Tulk watched Gimli disappear into the palace with the Peredhil. He did not care for the feeling of hopelessness and guilt that was growing in the pit of his chest. He stood beside the door and looked down the rows of grim, mannish faces. The day was growing hot and clear, and the sun beat on his balding head. The city had gone into a state of emergency; nobody was being allowed into the Fountain Court, and suspicion was already eating through their defenses as easily as the mightiest battering ram. He had shot the wrong twin; part of him knew that anyone would have had a fifty-fifty chance in such a situation, but it was too much of a coincidence for him to ignore. He felt responsible for whatever dark magic had so frightened the Queen.
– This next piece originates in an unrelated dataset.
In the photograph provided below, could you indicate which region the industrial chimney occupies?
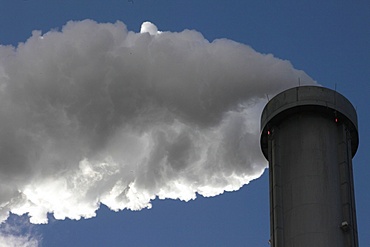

He was an honest dwarf, hard-working, creative, and pragmatic. Could it be that he harbored some deep hatred for these pampered Firstborn nobles? No, Tulk's broad fingers tensed and relaxed around the haft of the axe at his belt, too, bore a lavish setting of the treasured elvish gems. They gleamed in shades of pink and ruby. His only sin was a love of the fabulous.

Tulk had purchased the supposedly cursed stone as part of a lot of decorative gems from a merchant in the Ered Luin. It had been a broken fragment of an older stone, a radiant shade of deep purple and the size of a goose egg, cut in the middle-Noldorin style to show its radiance. Now it was only a shard of the original Jewel. The merchant, an enormously fat old dwarf with clever fingers and watery blue eyes like aquamarines, had sworn on the Anvil of Mahal that it was a Gwaith-Mirdain original, despite Tulk's own resonance testing showing its magical potential to be minimal.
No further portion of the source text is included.